When the movie was released, this sequence not only reinforced to the audience the fact that they were watching a movie, given that there are as many as three spacecraft shown on screen at the same time as each other, but also established V'ger as a major threat. Regarding the historical context that the sequence had in reality, Daren Dochterman stated, "So, of course, we've already seen the Klingons being portrayed on the original series as real, you know, meanies and powerful, and now we see this dangerous cloud basically making mincemeat out of them with no trouble at all." (audio commentary, Star Trek: The Motion Picture (Blu-ray)/(2010 DVD))

However, a reviewer for Time magazine lamented that the Klingons don't come back after this battle, completely misunderstanding that the Klingons are portrayed as attacking V'ger at the start of the film and were definitely intended to be separate from it. (audio commentary, Star Trek: The Motion Picture (Blu-ray)/(2010 DVD))

Garfield Reeves-Stevens was highly enthusiastic about this battle, describing it as "perhaps one of the best pieces of science fiction cinema ever made." Denise Okuda agreed by calling the sequence "cool." (audio commentary, Star Trek: The Motion Picture (Blu-ray)/(2010 DVD))

This battle was the first of many appearances of the K't'inga-class.
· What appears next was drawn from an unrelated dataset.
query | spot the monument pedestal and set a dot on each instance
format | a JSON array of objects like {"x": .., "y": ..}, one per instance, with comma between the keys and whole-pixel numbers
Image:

The sequence also included notable changes to the Klingon make-up and costuming. It was also the first time that subtitles were used in a Star Trek production and the first time Klingonese was spoken on-screen. The musical cue that accompanies this sequence in the film was simply called "Klingon Battle". Archive footage from the encounter, to portray a fleet of three K't'inga-class battle cruisers, was reused in Star Trek II: The Wrath of Khan, for the Kobayashi Maru scenario faced by Saavik in that film.